Isn’t it obvious that they are testifying to birth of Jesus? Even Linus in A Charlie Brown Christmas knew that. But if this festival of Incarnation, God’s decision to be Emmanuel, God with us, is to live beyond the season, beyond the gifts, pageantry, and the consumerism, then what do we allow ourselves to see and hear in these testimonies in scripture, song, and prayer? What would it take for us to respond the way the shepherds responded when they heard the angelic proclamation? They said, “Let us go . . . to see this thing that has taken place, which God has made known to us”—not just hear it, but go.

Recall the context in which the shepherds made this decision to go, the context from which these testimonies about the baby arise. Mary gives birth in a political context of oppression, domination, and exploitation of poor and vulnerable people. They are surrounded by trappings of empire and the religious cult of the emperor of Rome, who is beheld as a savior ushering in a golden age of peace and prosperity for Rome. The people—the common folk—struggle and survive, fortified by the prophesy that a child has been born who will establish God’s outpost within the world and uphold it with justice and righteousness. In the birth of this child, these sacred texts and these witnesses therein testify that God has intervened to save the world. This is a revolutionary message bearing witness to a revolutionary intervention.

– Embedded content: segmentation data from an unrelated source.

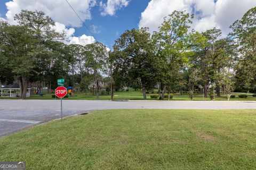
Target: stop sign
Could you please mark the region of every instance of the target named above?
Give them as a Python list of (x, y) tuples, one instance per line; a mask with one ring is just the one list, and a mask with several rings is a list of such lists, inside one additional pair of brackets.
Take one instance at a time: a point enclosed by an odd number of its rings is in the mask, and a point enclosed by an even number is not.
[(63, 98), (67, 95), (67, 89), (63, 86), (58, 87), (55, 90), (55, 95), (59, 98)]

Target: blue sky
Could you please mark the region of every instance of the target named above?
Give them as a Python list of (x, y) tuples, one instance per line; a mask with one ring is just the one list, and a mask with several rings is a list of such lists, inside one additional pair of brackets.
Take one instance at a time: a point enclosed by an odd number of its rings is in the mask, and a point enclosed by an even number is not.
[[(7, 11), (5, 4), (9, 1), (10, 0), (0, 1), (0, 16), (5, 19), (6, 19), (5, 13)], [(63, 3), (66, 3), (64, 0), (63, 1)], [(111, 48), (114, 44), (115, 40), (122, 33), (126, 30), (138, 27), (141, 12), (147, 7), (148, 2), (148, 0), (132, 0), (127, 7), (117, 11), (113, 16), (102, 16), (100, 14), (100, 7), (99, 5), (95, 5), (91, 10), (91, 19), (85, 20), (84, 23), (92, 32), (95, 39), (103, 42)], [(107, 1), (103, 1), (103, 2), (106, 3)], [(70, 4), (72, 5), (71, 2)], [(78, 20), (75, 17), (74, 19)], [(95, 27), (95, 26), (96, 26), (96, 31), (94, 31), (93, 30), (93, 27)], [(67, 26), (67, 27), (72, 27)], [(84, 26), (75, 28), (76, 31), (74, 36), (79, 37), (83, 34), (91, 36)]]
[[(256, 6), (255, 0), (68, 0), (94, 37), (83, 26), (65, 0), (1, 0), (0, 18), (15, 24), (22, 9), (44, 11), (56, 22), (57, 30), (67, 32), (67, 44), (85, 45), (97, 39), (111, 48), (126, 30), (142, 27), (157, 30), (163, 18), (173, 11), (195, 14), (191, 27), (199, 32), (217, 27), (222, 37), (229, 27)], [(1, 19), (1, 18), (0, 18)]]

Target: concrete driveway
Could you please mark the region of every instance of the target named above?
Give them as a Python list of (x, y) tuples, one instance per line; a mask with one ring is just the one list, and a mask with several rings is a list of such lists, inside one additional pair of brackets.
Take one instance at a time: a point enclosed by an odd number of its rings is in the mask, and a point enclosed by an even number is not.
[[(63, 116), (111, 109), (256, 109), (256, 101), (63, 100)], [(0, 137), (60, 118), (59, 100), (0, 100)]]

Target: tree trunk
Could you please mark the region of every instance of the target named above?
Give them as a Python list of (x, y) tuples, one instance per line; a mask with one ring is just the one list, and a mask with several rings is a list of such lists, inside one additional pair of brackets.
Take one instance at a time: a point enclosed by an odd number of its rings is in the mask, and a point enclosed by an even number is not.
[(157, 93), (158, 94), (159, 96), (160, 96), (161, 93), (161, 83), (159, 82), (157, 83)]
[(50, 94), (50, 85), (49, 83), (47, 83), (47, 93)]
[(164, 99), (164, 94), (166, 93), (166, 85), (164, 84), (164, 88), (163, 88), (163, 91), (162, 92), (161, 99), (162, 99), (162, 100)]
[(145, 85), (142, 85), (142, 94), (143, 94), (143, 99), (147, 99), (147, 96), (146, 95), (146, 88)]
[(219, 85), (216, 86), (216, 91), (217, 92), (217, 96), (220, 97), (220, 87)]
[(170, 100), (170, 95), (171, 94), (171, 89), (172, 89), (172, 86), (171, 84), (169, 85), (169, 91), (168, 92), (168, 100)]
[(204, 97), (207, 98), (207, 91), (208, 89), (207, 89), (207, 84), (204, 85)]
[(21, 96), (22, 96), (22, 93), (23, 93), (23, 81), (22, 81), (22, 78), (20, 76), (19, 78), (19, 84), (20, 84), (20, 98), (21, 99), (22, 97)]
[(96, 81), (96, 100), (99, 100), (99, 81)]
[(94, 85), (92, 86), (92, 95), (94, 96)]
[(21, 94), (21, 99), (26, 99), (26, 95), (27, 94), (27, 89), (28, 88), (28, 79), (26, 77), (22, 77), (23, 89)]

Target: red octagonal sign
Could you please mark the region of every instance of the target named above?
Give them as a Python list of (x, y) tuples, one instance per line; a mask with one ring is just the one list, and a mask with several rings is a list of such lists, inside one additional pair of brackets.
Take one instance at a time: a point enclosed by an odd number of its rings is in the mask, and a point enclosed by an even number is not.
[(59, 98), (63, 98), (67, 95), (67, 89), (63, 86), (58, 87), (55, 90), (55, 95)]

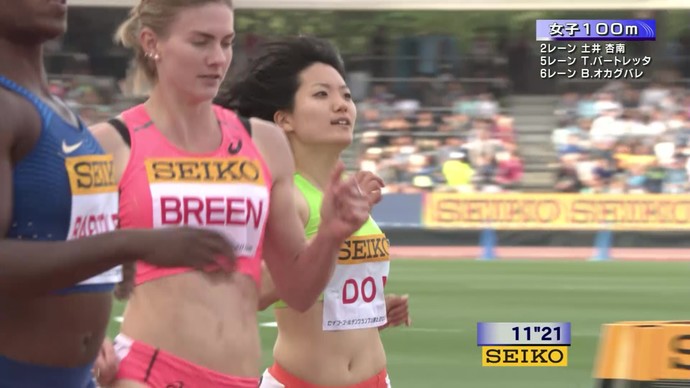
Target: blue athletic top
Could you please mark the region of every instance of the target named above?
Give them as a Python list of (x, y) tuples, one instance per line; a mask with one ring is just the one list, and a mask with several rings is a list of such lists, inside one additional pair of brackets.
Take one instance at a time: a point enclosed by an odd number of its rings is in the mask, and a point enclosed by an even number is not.
[[(27, 99), (41, 116), (36, 145), (13, 169), (7, 238), (65, 241), (114, 230), (118, 192), (112, 155), (105, 154), (81, 121), (75, 127), (3, 76), (0, 87)], [(58, 293), (109, 291), (121, 279), (117, 266)]]

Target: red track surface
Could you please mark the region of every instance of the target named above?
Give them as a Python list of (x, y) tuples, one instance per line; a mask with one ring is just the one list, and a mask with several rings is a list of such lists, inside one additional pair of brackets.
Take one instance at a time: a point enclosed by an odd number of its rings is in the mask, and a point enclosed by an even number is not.
[[(482, 254), (480, 247), (392, 246), (390, 251), (393, 259), (476, 259)], [(589, 260), (596, 251), (594, 248), (580, 247), (497, 247), (495, 253), (499, 260)], [(684, 261), (690, 260), (690, 249), (612, 248), (610, 258), (637, 261)]]

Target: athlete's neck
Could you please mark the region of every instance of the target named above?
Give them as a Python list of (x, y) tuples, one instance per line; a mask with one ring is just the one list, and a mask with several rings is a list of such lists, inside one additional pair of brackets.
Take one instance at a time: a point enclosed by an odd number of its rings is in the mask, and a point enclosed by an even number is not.
[(340, 160), (342, 147), (305, 145), (291, 142), (295, 169), (320, 190), (328, 186), (331, 173)]
[(34, 94), (49, 95), (48, 77), (43, 66), (43, 45), (26, 45), (0, 37), (0, 75)]
[(199, 139), (219, 137), (219, 125), (212, 101), (191, 102), (160, 84), (151, 89), (146, 110), (159, 131), (180, 145), (194, 145)]

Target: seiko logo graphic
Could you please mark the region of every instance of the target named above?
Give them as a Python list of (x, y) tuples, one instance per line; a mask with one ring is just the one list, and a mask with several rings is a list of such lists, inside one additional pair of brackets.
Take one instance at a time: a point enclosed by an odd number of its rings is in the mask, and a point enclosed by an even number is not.
[(72, 144), (72, 145), (67, 145), (67, 142), (63, 140), (63, 141), (62, 141), (62, 152), (64, 152), (65, 155), (69, 155), (69, 154), (71, 154), (72, 152), (78, 150), (79, 147), (81, 147), (81, 144), (82, 144), (82, 143), (83, 143), (83, 142), (80, 141), (79, 143), (75, 143), (75, 144)]

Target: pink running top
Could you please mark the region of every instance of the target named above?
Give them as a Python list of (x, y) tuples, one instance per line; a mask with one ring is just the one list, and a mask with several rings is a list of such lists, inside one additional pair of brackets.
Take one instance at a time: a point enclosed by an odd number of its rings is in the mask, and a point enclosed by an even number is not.
[[(186, 152), (173, 145), (153, 124), (144, 105), (122, 114), (131, 154), (119, 186), (120, 227), (189, 225), (217, 230), (235, 246), (237, 271), (254, 279), (258, 288), (270, 171), (237, 115), (219, 106), (213, 109), (223, 140), (208, 153)], [(219, 268), (214, 265), (207, 270)], [(136, 284), (192, 270), (140, 261)]]

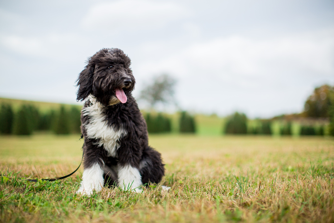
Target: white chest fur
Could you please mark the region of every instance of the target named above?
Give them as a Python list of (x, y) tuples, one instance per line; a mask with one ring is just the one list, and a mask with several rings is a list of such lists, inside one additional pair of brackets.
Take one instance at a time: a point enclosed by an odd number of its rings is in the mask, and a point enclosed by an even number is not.
[(82, 114), (90, 118), (89, 123), (84, 123), (87, 136), (99, 140), (98, 145), (103, 146), (108, 151), (108, 155), (116, 156), (116, 151), (120, 147), (117, 140), (127, 134), (122, 128), (115, 131), (114, 127), (108, 124), (105, 115), (103, 114), (104, 107), (95, 99), (90, 96), (88, 99), (91, 106), (82, 109)]

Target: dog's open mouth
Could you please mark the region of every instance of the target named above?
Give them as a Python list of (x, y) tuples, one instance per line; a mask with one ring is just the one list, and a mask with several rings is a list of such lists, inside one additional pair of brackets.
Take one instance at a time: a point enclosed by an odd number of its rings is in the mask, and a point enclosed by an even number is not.
[(125, 93), (122, 88), (116, 88), (115, 91), (116, 92), (116, 96), (118, 100), (122, 103), (124, 104), (128, 100), (128, 97), (125, 95)]

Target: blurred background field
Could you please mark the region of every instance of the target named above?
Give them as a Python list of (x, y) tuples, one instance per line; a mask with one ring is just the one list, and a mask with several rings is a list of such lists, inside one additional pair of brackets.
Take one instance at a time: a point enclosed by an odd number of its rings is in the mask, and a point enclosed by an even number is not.
[[(164, 83), (158, 83), (163, 85)], [(167, 87), (171, 88), (172, 86)], [(333, 87), (327, 85), (316, 88), (313, 93), (310, 92), (301, 112), (266, 119), (249, 119), (246, 114), (237, 112), (221, 117), (214, 113), (207, 115), (181, 110), (169, 113), (155, 109), (157, 107), (155, 106), (157, 103), (170, 103), (163, 99), (164, 97), (172, 98), (168, 91), (151, 92), (151, 100), (157, 97), (162, 99), (152, 102), (150, 108), (142, 112), (148, 132), (151, 134), (333, 136)], [(163, 93), (166, 95), (162, 96)], [(139, 100), (141, 99), (140, 97)], [(79, 105), (0, 98), (0, 122), (2, 123), (0, 133), (2, 134), (30, 135), (34, 132), (66, 134), (80, 132), (81, 106)]]

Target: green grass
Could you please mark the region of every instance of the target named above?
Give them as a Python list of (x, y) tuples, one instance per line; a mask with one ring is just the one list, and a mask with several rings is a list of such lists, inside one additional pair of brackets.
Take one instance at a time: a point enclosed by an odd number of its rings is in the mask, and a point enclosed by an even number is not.
[[(150, 136), (166, 172), (143, 193), (75, 192), (79, 136), (0, 137), (1, 222), (334, 221), (334, 141), (318, 137)], [(159, 184), (160, 185), (160, 184)]]
[[(48, 112), (51, 109), (57, 110), (59, 109), (62, 104), (51, 102), (28, 101), (18, 99), (12, 99), (0, 97), (0, 104), (2, 103), (9, 104), (12, 105), (15, 111), (18, 110), (22, 104), (29, 104), (33, 105), (38, 108), (42, 113)], [(63, 104), (66, 109), (69, 109), (72, 106), (74, 106), (81, 109), (82, 105), (69, 104)]]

Yes, we have inherited royalist text and imagery that hide what is truly revolutionary about the birth of a child into the lowly estate of peasant life but referred to as savior: That in the context of drudgery of life in a cold, closed, violent world where only the inevitability of death promised relief from oppression, a birth promises a transformed earth where justice and righteousness prevail. The thing that has taken place, which God has made known to us, is God’s revolutionary intervention into time and history.

This revolution did not begin in rebellion, at least not in the violent version precipitated by force of arms. This revolution began in birth. According to the great mystic and teacher Howard Thurman, “The birth of a child—life’s most dramatic answer to death—This is the Growing Edge incarnate.” The subversive good news is that God is working in and through people not seen, heard, or known by empire; that God’s people were not afraid to receive the child born for us, and we proclaim the good news they received in this sanctuary tonight. No king, no power, no empire can inspire the world like this to proclaim glad tidings of great joy to all people and to sing hymns and melodies of hope, joy, peace, and love lo these many years hence. What a revolution!

We rinse out the mystery and the audacity of love incarnating into time and history if these songs, texts, and testimonies do not go with us or if they distract us from what is truly revolutionary about God becoming God with us. So, do not keep this good news relegated to Christmas carols and pageants or to personal devotion. The revolution continues even if we decide to dust it off for our attention but for one night a year. Reclaim the revolutionary power and intent to bring justice and righteousness. Let’s do something befitting that revolutionary intervention God made in the birth of a baby. Let this room become the inn for the family seeking shelter. Let this be the manger that swaddles and nurtures God’s beloved of every age, race, sex, creed, ethnicity, and others not thought of. Let us prepare our hearts with graces that will be shared always throughout every season. Above all else, let every day be the day that we decide, “Let us go . . . to see this thing that has taken place, which God has made known to us.”